Exumações também acontecem por motivos judiciais. Rud se lembra bem de uma menina de 12 anos que enterrou muitos anos atrás. A garota morreu na cadeira do dentista após complicações com a anestesia. Rud exumou o corpo dela uma semana depois, com a chegada de uma ordem judicial. A autópsia revelou que a garota estava grávida, e a descoberta póstuma ajudou a absolver o dentista, que desconhecia a informação. Casos de paternidade são os mais frequentes no cemitério, mas também ocorrem exumações quando alguém quer colher um DNA ou outro para se certificar da identidade do falecido.

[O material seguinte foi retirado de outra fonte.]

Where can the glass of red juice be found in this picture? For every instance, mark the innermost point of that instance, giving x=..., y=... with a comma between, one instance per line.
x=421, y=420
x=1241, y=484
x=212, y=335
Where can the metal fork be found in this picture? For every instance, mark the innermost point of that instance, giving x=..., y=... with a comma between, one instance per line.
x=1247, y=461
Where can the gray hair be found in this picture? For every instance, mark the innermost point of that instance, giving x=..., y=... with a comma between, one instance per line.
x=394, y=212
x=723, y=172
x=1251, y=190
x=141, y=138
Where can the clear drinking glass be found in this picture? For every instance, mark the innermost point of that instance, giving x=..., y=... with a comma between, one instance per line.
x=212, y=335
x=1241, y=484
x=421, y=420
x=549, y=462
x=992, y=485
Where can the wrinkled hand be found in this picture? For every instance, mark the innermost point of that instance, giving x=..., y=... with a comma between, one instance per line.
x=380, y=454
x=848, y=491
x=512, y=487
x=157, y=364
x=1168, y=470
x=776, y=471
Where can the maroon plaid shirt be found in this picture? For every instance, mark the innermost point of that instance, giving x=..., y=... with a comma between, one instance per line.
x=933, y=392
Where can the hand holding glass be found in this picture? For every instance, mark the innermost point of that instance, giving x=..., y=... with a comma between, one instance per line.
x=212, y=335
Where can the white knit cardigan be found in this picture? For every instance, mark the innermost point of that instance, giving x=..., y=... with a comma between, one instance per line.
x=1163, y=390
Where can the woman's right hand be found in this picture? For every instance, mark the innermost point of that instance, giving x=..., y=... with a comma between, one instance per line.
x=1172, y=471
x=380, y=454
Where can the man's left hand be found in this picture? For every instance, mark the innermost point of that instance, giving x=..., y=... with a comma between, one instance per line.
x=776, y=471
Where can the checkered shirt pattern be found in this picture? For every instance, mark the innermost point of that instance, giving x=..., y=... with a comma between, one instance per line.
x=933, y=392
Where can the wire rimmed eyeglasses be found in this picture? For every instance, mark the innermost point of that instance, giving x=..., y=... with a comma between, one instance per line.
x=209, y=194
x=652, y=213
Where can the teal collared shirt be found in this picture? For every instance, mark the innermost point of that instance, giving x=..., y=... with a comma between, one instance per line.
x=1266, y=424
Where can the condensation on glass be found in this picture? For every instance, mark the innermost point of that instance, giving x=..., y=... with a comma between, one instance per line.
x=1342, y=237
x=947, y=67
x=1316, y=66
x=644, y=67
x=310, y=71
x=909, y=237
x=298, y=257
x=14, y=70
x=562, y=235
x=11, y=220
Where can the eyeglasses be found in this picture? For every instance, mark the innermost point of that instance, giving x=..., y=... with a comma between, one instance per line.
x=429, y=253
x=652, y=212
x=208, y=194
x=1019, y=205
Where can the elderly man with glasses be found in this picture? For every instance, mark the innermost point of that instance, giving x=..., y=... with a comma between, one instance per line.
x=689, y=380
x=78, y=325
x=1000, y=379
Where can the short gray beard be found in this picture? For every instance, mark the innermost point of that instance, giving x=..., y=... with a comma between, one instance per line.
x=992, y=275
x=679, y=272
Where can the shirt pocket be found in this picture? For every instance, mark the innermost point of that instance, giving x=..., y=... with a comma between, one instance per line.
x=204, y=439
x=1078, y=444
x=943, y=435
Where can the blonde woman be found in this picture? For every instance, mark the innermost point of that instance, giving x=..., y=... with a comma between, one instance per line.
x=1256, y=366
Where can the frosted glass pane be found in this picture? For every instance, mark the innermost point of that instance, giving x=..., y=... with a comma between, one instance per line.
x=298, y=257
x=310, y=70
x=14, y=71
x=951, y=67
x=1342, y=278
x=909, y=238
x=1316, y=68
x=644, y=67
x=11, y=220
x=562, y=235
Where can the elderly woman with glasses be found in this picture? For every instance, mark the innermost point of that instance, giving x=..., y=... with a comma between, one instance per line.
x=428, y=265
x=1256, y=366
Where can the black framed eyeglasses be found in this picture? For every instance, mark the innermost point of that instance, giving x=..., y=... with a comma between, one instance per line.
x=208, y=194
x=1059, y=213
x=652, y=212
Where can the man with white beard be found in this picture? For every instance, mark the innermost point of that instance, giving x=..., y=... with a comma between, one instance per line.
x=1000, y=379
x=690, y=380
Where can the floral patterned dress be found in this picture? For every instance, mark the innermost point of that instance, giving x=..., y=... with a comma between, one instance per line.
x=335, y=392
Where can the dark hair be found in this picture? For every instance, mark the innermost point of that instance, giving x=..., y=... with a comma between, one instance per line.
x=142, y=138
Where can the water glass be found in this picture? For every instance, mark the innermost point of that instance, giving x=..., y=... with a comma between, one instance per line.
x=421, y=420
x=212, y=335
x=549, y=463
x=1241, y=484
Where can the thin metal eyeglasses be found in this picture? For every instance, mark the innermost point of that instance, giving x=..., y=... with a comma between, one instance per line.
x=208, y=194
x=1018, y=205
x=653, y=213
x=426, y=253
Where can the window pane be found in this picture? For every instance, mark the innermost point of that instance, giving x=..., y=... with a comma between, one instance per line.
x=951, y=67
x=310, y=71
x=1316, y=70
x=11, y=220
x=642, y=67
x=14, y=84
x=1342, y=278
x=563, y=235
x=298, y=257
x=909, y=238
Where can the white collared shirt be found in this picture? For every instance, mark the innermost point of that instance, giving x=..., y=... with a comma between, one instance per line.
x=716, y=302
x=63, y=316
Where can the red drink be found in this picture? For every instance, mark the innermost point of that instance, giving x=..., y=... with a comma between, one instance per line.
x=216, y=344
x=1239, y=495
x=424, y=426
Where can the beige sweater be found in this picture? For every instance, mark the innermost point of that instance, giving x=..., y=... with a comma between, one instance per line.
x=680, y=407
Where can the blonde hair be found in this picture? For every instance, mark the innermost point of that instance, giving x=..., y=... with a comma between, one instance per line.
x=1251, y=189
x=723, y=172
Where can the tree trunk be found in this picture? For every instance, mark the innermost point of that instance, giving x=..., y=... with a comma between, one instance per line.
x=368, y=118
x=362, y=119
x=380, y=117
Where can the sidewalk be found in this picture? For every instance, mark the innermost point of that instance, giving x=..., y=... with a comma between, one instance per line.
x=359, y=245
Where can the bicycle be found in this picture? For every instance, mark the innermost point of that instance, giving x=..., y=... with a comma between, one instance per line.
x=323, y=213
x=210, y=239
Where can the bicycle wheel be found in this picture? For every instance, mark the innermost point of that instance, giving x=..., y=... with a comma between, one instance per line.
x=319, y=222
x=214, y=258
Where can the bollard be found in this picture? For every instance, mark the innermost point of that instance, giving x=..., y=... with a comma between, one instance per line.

Desenterre os ossos, mas deixe a alma em paz
Nesses desenterros, Rud encontrou muito mais do que ossos. Ao abrir sepulturas, já deparou com garrafas de cerveja, cachaça, cigarros e até mesmo uma perna mecânica. “Tem tudo o que se pode imaginar”, conta ele, lembrando-se, logo depois, de um celular que tocou por três dias na cova de um morto que havia doado os órgãos – o que, na sua concepção, diminuía muito as chances de ele atender.
Rud deixou o telefone lá. Ele tem um protocolo muito específico acerca do que fazer com os pertences dos que já morreram: absolutamente nada. Isso porque rememora, ainda com algum espanto, a história de um colega que, certa vez, se encantou por um vaso chinês deixado no cemitério em um dos jazigos. Como achava um desperdício deixar um vaso tão belo ali, para os mortos, levou-o para a casa. E, segundo Rud, o trouxe de volta poucos dias depois, após o armário da sala onde havia colocado o artigo de cerâmica ter desmoronado. “Com as coisas dos mortos não se brinca, isso é uma maldição”, alerta Rud.
Os mortos ganharam ainda mais o respeito do coveiro depois que um rapaz de vinte e poucos anos roubou ossos recém exumados do cemitério. “Ele voltou pra cá, eu que enterrei. Era um guri novo, a gente reconheceu porque ele tinha levado os ossos.”
No entanto, o quarto de século durante o qual já trabalhou no cemitério não serviu apenas para Rud adquirir sua crença em maldições. Com o tempo, ele também adquiriu um medo. “Antes de trabalhar no cemitério, eu não tinha medo da morte. Saía de madrugada, não me preocupava. Agora eu me cuido muito mais, porque sei pra onde eu vou depois.”